2 If it is your birthday at work, you are expected to take in cake for your entire department. Your colleagues will not give you presents. If you are not working, you will be expected to have the neighbours and your partner’s family round for coffee and cake. Don’t forget to put the chairs in a nice ring.

3 If it is your partner or child’s birthday, you must congratulate everyone else in the family. This might sound odd. It goes like this. It is your husband’s birthday. You invite his mother for coffee and cake. She says to you “Congratulations on Fred’s birthday”, you say to her: “Congratulations on your son’s birthday”. You congratulate Fred’s sister on her brother’s birthday and so on. Seriously. You do.
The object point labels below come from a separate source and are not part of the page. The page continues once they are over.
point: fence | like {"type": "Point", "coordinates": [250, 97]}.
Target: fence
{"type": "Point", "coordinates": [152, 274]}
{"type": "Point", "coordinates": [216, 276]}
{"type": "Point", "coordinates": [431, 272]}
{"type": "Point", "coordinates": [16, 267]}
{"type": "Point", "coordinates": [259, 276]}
4 If it is your child’s birthday and they are at a Dutch primary school, you will be expected to supply a ‘traktatie’ – an edible gift for every child in the class. Some schools have strict ‘no sugar’ rules which means you have to come up with something clever with cucumber and cheese. Some schools also expect you to provide a piece of cake for all the teachers. Luckily this all stops from the age of 12, when your children will start demanding parties with smuggled beer and Bacardi breezers.

5 If you are turning 50, beware of Abraham. The name of the Biblical patriarch Abraham, who reached the ripe old age of 175, is applied to men in the Netherlands when they reach the age of 50. Women are known as Sarah who, according to the Bible, lived until she was 127.

Turn 50 at work, and you may find the company lift plastered with posters announcing that ‘Fred is Abraham’. Fiftieth birthday celebrations in the Netherlands often include songs pointing out the birthday boy or girl is old, grey and past it.